<b>Database Project, Populate the Airbnb Ontology</b>

In [None]:
import os
import re
import datetime
import numpy as np
import pandas as pd
from pathlib import Path

from rdflib import Graph, Literal, RDF, RDFS, URIRef, Namespace
from rdflib.namespace import XSD

In [None]:
data_dir = "./data/"
output_dir = "./outputs/"

if not os.path.exists(output_dir):
    os.makedirs(output_dir)

# path to dataset
listingsUrl = os.path.join(data_dir, "listings.csv")
reviewsUrl = os.path.join(data_dir, "reviews.csv")

# saving folder
savePath =  output_dir

In [None]:
# removes any special character and converts to lowercase
def clean_string(dirty_string: str):
    return re.sub('[^A-Za-z0-9]+', '', dirty_string).lower()

# removes any special character from a string number
def clean_number(dirty_number: str):
    return re.sub('[^\.0-9]+', '', dirty_number)

In [None]:
# construct the ontology namespace because it is not known by rdflib
AO = Namespace("http://www.dei.unipd.it/database2/airbnbOntology#")

In [None]:
reviews = pd.read_csv(reviewsUrl, sep=',', index_col='id')
listings = pd.read_csv(listingsUrl, sep=',', index_col='id')

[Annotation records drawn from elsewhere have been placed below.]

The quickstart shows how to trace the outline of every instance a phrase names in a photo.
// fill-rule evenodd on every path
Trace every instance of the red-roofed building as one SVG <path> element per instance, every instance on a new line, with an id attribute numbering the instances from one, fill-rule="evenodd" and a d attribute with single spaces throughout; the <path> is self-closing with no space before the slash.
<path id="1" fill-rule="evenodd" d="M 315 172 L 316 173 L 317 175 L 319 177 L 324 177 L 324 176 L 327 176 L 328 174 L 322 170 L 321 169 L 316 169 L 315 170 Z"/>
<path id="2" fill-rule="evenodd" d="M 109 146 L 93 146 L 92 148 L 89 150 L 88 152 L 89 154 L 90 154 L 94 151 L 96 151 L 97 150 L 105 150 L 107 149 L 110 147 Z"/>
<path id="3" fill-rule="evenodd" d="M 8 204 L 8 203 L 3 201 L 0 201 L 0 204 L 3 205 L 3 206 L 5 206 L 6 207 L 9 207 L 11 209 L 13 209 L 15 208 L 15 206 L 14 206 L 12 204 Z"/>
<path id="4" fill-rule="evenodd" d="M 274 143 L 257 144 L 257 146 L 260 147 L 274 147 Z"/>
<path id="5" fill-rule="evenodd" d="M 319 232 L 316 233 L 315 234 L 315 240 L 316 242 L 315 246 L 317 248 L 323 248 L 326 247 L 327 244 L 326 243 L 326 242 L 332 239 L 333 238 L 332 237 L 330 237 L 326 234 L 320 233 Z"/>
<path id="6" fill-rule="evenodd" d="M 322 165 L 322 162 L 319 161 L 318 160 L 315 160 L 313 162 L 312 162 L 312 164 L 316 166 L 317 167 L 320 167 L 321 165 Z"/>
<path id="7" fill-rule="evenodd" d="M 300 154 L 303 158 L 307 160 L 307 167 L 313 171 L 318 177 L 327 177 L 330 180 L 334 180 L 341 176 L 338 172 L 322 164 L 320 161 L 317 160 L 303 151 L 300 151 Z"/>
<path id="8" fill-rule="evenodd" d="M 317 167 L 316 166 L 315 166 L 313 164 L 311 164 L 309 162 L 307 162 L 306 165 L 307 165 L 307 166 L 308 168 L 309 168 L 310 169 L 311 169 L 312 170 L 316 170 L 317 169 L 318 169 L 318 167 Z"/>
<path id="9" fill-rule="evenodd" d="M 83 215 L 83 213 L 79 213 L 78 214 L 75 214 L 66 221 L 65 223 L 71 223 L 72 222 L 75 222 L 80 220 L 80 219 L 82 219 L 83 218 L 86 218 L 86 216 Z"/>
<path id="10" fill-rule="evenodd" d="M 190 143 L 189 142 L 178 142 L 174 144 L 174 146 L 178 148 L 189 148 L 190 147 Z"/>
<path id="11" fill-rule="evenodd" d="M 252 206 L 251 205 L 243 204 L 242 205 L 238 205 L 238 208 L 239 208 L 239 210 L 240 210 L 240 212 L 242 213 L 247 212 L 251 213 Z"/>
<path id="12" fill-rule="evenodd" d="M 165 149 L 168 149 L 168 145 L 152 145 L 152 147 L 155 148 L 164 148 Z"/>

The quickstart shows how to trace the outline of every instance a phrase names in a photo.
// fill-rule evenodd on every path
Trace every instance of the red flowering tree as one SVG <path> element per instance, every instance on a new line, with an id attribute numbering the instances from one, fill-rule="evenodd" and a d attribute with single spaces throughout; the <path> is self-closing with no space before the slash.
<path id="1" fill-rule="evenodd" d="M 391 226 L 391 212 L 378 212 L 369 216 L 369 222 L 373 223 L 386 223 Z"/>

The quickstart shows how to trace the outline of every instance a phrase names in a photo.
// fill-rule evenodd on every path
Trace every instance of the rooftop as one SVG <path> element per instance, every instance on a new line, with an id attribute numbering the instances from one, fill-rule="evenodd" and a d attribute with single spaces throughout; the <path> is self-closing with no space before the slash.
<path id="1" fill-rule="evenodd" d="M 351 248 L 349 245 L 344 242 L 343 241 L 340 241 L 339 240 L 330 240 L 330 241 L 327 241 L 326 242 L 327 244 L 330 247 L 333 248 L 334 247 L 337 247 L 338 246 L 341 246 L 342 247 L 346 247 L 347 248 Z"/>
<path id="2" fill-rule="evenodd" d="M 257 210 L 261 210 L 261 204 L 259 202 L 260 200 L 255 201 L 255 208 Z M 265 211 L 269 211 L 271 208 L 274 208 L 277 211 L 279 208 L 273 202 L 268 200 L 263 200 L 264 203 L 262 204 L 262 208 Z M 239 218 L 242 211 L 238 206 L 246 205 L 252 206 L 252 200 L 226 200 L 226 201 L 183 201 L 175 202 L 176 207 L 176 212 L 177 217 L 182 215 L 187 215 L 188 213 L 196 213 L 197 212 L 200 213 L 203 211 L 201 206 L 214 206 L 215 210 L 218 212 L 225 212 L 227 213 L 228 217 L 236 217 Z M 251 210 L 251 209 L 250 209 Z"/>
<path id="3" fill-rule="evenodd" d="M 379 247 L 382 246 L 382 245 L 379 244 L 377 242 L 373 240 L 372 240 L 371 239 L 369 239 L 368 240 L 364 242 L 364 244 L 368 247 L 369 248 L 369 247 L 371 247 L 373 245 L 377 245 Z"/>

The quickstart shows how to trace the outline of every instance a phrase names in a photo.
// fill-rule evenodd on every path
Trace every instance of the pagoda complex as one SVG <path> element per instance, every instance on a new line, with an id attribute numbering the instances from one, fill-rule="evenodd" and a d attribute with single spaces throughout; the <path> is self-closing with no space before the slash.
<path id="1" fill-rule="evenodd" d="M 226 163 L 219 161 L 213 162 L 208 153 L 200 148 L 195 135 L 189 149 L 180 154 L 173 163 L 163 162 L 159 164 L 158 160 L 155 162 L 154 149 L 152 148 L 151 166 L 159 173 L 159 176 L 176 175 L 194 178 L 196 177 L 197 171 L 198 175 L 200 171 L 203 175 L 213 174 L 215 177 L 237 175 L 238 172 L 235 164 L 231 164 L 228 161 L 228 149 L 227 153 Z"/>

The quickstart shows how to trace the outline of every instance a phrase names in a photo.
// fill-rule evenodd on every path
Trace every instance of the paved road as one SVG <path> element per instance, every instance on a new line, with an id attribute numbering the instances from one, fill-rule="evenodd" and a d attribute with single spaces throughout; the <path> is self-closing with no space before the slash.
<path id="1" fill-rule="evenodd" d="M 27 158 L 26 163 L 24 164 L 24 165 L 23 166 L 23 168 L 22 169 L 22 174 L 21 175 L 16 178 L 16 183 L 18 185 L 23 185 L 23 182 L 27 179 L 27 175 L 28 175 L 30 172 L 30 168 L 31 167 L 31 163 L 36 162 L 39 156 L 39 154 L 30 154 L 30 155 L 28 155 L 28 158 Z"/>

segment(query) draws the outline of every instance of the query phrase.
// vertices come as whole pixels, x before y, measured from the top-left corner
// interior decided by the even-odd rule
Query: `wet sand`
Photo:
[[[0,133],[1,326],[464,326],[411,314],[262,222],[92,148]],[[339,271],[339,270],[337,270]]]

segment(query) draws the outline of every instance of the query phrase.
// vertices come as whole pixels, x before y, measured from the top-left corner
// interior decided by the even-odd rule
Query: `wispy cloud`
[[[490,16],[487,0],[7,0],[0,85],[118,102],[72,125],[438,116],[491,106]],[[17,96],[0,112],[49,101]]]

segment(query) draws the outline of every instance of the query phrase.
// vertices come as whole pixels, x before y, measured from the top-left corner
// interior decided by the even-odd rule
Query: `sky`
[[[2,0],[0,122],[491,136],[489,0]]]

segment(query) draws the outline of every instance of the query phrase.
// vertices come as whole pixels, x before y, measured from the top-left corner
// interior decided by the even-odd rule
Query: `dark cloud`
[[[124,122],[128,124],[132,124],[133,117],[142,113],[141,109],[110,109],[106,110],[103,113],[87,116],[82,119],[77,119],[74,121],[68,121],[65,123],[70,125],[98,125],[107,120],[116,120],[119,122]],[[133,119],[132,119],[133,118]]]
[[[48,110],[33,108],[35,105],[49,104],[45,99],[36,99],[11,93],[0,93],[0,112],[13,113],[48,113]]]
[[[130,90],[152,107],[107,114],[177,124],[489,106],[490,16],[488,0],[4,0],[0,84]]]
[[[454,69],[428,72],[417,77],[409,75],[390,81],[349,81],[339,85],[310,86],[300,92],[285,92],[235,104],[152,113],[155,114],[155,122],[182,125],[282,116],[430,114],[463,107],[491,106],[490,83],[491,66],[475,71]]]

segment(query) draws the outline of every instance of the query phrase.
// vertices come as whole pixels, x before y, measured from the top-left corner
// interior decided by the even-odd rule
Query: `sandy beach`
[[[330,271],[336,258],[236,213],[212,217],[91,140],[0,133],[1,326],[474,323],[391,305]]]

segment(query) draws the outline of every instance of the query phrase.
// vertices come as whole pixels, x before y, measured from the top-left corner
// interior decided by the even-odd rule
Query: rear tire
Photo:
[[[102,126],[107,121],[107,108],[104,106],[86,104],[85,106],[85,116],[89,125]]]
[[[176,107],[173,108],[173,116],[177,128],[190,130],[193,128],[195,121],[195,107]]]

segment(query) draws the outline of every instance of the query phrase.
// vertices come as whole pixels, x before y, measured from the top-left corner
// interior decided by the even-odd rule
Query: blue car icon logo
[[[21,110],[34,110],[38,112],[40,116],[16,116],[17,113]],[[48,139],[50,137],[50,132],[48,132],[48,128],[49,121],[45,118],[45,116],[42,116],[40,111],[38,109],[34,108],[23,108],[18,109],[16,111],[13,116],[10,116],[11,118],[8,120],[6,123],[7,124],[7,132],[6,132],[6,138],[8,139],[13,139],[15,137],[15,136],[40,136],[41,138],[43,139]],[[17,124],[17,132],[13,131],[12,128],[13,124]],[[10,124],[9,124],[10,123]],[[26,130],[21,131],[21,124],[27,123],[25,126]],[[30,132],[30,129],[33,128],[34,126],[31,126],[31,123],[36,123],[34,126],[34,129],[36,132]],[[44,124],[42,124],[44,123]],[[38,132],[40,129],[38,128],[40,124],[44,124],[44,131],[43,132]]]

# droping the whole column since we don't use it
reviews.drop(['comments'], axis=1, inplace=True) 
# droping 5 rows that have missing values based on reviewr_name
reviews.dropna(subset=['reviewer_name'], axis=0, inplace=True) 
# droping duplicate reviewer_id's and keeping only distinct values
reviews.drop_duplicates(subset=['reviewer_id'], inplace=True)
# dropping the rows in which reviewer names have special characters for more readability
reviews.drop(reviews[reviews.reviewer_name.str.contains(r'[^0-9a-zA-Z]')].index, inplace = True)

print("----------Reviews Done----------")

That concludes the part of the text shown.